Sony’s Tablet S is an awkward device, but not because of its unusual wedge-shaped design. It is awkward because it catches Sony in the middle of a transition, from an iconic hardware maker to an Apple-like company that sells software, services and the devices to run it all. After playing with a Tablet S for review, it’s clear that Sony’s growth spurt isn’t anywhere near finished.

Because of the hardware, the Tablet S remains interesting among a sea of me-too Android tablets. Yes, the wedge shape looks weird next to every iPad imitator on the market, but Sony’s goal of making a tablet that feels like a magazine, folded over, is a success. When holding the tablet upright, an instinct takes over that makes me want to read things. It’s too bad Android Honeycomb is tailored toward landscape orientation, with some apps such as the Android Market only displaying horizontally. In that orientation, the Tablet S is less comfortable in the hands, but not unbearably so. The 9.4-inch display is roomy enough, while feeling less cumbersome than 10.1-inch widescreen tablets.

(MORE: Tablets: ‘Why Should Somebody Buy This Instead of an iPad?’)

The Tablet S also hides a neat trick in the form of a built-in infrared remote control, which can operate pretty much anything in your living room. The tablet recognized my two year-old Sharp HDTV right away, and I was able to program volume controls on my decades-old Sony stereo system manually.

Just one hardware nitpick: unless you want to wake up to a blinking notification light in the middle of the night, you’ll have to disable notifications altogether on the Tablet S. There’s no way to turn off the light otherwise.

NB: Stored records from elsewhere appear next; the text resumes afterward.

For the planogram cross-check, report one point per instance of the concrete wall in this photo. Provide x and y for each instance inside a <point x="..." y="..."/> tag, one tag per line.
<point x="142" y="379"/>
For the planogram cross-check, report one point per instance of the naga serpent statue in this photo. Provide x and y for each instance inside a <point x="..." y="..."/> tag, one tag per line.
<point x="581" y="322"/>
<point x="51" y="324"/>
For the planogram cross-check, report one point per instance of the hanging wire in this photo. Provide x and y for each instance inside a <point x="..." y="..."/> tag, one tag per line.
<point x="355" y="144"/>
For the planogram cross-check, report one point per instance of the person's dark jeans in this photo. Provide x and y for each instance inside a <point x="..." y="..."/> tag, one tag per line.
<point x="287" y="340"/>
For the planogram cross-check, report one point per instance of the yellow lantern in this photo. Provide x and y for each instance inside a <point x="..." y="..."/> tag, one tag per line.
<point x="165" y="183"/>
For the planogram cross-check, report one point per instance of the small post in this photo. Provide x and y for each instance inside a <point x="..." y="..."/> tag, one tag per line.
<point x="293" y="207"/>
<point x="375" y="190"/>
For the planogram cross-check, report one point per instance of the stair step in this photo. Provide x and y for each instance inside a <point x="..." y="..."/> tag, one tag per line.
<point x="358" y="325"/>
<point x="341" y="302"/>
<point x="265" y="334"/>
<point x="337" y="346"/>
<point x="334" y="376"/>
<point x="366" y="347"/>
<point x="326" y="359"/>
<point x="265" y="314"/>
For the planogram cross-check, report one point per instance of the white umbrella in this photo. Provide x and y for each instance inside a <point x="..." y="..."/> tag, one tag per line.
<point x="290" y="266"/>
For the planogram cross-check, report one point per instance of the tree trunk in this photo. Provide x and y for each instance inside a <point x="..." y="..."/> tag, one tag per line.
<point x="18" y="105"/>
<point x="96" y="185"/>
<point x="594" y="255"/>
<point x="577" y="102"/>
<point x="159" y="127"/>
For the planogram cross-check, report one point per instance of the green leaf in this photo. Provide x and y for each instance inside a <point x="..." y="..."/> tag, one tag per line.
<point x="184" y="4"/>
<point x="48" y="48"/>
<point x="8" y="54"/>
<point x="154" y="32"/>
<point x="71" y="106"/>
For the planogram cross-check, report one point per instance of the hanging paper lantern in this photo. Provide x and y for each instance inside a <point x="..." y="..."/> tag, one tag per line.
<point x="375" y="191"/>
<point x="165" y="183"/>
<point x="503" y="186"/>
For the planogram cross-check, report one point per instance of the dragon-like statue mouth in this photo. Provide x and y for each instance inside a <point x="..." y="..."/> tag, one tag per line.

Hardware is only as good as the software it runs, and that’s where the Tablet S starts to degrade. Android Honeycomb lets you do some cool stuff, such as adding widgets to the home screen, but its slowly-growing tablet app library doesn’t compare with that of Apple’s iPad. The OS occasionally stutters when moving from one screen to the next, and it has some frustrating bugs, like when an app you acquire from the Android Market hangs in “waiting to install” limbo. Sony’s added a few of its own flourishes, such as a stylized “Favorite Apps” menu, and claims to have made the software run smoother and faster than other Android tablets, but these tweaks don’t amount to a major improvement over the stock version of Android, which itself still needs work.

Where Sony really tries to stand out is in services, which is tech jargon for “giving you stuff to consume on your device.” For a long time, Sony’s been trying to create a platform for music, movies, books and games, with the end goal of having all that content available on every screen you own. The Tablet S could be a piece of that puzzle, if only its services were enticing.